Institute for Ecological Research and Pollution Control of Plateau Lakes, School of Ecology and Environmental Science, Yunnan University, Kunming, China.
Front Oncol. 2022 May 16;12:905871. doi: 10.3389/fonc.2022.905871. eCollection 2022.
Lung adenocarcinoma (LUAD) is the most common histological lung cancer, and it is the leading cause of cancer-related deaths worldwide. LncRNA-AL139385.1 (ENSG00000275880) is a novel lncRNA that is abnormally expressed in various cancer types including LUAD. However, the underlying biological function and potential mechanisms of AL139385.1 driving the progression of LUAD remain unclear. In this study, we investigated the role of AL139385.1 in LUAD and found that DNA hypomethylation was positively correlated with AL139385.1 expression in LUAD. Moreover, we uncover that the expression of AL139385.1 in LUAD tissues was significantly higher than that of AL139385.1 expression in adjacent normal tissues. Kaplan-Meier survival analysis showed that patients with higher AL139385.1 expression correlated with adverse overall survival and progression-free survival. Receiver operating characteristic (ROC) curve analysis showed that the area under the curve (AUC) value of AL139385.1 was 0.808. Correlation analysis showed that AL139385.1 expression was associated with immune infiltration in LUAD. We also found that AL139385.1 was upregulated in LUAD cancer tissues and cell lines. Knockdown of AL139385.1 significantly inhibited cell proliferation and migration abilities of LUAD. Finally, we constructed a ceRNA network that includes hsa-miR-532-5p and four mRNAs (GALNT3, CYCS, EIF5A, and ITGB4) specific to AL139385.1 in LUAD. Subsequent Kaplan-Meier survival analysis suggested that polypeptide N-acetylgalactosaminyltransferase 3 (GALNT3), cytochrome c, somatic (CYCS), eukaryotic translation initiation factor 5A (EIF5A), and integrin subunit beta 4 (ITGB4), were potential prognostic biomarkers for patients with LUAD. In conclusion, this finding provides possible mechanisms underlying the abnormal upregulation of AL139385.1 as well as a comprehensive view of the AL139385.1-mediated competing endogenous RNAs (ceRNA) network in LUAD, thereby highlighting its potential role in diagnosis and therapy.

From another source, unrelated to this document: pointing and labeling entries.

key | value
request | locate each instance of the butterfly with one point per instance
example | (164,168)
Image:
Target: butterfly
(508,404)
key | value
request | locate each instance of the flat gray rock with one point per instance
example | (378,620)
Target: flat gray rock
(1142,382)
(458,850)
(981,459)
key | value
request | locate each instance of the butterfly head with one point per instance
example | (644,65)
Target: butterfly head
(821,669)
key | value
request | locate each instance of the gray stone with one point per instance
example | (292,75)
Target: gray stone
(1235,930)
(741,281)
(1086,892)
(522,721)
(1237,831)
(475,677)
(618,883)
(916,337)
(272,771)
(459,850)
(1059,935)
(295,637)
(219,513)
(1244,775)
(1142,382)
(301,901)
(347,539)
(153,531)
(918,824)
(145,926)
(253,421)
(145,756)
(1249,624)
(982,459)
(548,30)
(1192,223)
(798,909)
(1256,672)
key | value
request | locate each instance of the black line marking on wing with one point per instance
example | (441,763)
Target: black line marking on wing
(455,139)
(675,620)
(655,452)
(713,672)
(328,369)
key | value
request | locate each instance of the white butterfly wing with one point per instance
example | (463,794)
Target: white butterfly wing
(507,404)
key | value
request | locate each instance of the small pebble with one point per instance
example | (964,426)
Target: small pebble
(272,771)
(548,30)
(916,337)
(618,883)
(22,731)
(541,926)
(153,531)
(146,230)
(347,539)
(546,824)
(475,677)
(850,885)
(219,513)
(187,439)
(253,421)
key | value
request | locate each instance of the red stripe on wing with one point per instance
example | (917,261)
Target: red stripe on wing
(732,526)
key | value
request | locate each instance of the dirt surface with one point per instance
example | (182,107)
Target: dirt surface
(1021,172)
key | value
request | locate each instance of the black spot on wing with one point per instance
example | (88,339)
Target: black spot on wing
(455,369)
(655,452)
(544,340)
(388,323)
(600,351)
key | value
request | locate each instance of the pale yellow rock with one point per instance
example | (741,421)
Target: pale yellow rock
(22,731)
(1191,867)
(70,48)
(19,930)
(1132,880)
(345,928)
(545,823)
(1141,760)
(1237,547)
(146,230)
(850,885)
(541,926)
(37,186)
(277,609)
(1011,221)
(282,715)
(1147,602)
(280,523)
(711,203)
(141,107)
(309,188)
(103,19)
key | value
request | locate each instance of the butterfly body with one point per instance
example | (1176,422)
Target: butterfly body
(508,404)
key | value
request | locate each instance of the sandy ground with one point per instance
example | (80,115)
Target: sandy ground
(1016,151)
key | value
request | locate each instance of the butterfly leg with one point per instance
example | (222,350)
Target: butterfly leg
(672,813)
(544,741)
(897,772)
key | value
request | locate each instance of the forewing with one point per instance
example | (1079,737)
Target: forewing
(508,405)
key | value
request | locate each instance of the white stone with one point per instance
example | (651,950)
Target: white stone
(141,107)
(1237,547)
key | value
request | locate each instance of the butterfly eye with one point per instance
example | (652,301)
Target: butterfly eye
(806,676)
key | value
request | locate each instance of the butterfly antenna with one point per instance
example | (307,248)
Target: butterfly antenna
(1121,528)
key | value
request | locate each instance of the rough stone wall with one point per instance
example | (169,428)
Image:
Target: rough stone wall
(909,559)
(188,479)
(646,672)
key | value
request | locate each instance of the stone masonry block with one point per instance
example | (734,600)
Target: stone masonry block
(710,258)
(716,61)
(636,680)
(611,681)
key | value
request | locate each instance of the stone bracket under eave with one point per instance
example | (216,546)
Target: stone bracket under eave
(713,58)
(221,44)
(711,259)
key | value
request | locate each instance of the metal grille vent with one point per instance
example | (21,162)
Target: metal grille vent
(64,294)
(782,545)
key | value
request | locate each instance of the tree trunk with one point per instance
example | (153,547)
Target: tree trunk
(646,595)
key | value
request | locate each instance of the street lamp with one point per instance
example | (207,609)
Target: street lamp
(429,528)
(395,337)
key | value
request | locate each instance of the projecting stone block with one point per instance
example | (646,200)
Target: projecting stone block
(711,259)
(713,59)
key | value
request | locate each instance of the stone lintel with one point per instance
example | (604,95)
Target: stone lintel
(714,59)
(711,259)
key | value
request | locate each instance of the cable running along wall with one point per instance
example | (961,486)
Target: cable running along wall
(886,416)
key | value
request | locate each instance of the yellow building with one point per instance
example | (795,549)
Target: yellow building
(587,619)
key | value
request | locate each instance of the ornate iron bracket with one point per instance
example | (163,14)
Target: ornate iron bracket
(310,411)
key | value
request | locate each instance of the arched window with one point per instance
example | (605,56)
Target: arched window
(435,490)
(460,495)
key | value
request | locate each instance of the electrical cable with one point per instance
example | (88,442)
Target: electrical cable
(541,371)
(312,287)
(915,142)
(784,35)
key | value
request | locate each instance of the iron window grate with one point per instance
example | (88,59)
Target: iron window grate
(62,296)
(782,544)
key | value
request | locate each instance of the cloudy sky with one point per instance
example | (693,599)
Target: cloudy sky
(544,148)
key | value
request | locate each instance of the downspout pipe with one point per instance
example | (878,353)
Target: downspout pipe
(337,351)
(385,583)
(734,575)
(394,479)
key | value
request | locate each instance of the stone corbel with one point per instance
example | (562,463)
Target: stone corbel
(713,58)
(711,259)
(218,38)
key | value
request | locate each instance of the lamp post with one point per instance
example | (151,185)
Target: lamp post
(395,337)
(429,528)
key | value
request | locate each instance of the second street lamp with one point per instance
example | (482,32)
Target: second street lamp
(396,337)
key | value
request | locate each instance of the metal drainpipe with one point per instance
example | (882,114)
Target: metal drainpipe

肺腺癌(LUAD)是最常见的组织学类型肺癌,也是全球癌症相关死亡的主要原因。LncRNA-AL139385.1(ENSG00000275880)是一种新型lncRNA,在包括LUAD在内的多种癌症类型中异常表达。然而,AL139385.1驱动LUAD进展的潜在生物学功能和机制仍不清楚。在本研究中,我们调查了AL139385.1在LUAD中的作用,发现DNA低甲基化与LUAD中AL139385.1的表达呈正相关。此外,我们发现LUAD组织中AL139385.1的表达明显高于相邻正常组织中AL139385.1的表达。Kaplan-Meier生存分析表明,AL139385.1表达较高的患者总生存期和无进展生存期较差。受试者工作特征(ROC)曲线分析表明,AL139385.1的曲线下面积(AUC)值为0.808。相关性分析表明,AL139385.1的表达与LUAD中的免疫浸润有关。我们还发现AL139385.1在LUAD癌组织和细胞系中上调。敲低AL139385.1可显著抑制LUAD的细胞增殖和迁移能力。最后,我们构建了一个ceRNA网络,该网络包括hsa-miR-532-5p和LUAD中AL139385.1特有的四个mRNA(GALNT3、CYCS、EIF5A和ITGB4)。随后的Kaplan-Meier生存分析表明,多肽N-乙酰半乳糖胺基转移酶3(GALNT3)、细胞色素c体(CYCS)、真核翻译起始因子5A(EIF5A)和整合素亚基β4(ITGB4)是LUAD患者潜在的预后生物标志物。总之,这一发现提供了AL139385.1异常上调的潜在机制,以及LUAD中AL139385.1介导的竞争性内源性RNA(ceRNA)网络的全面视图,从而突出了其在诊断和治疗中的潜在作用。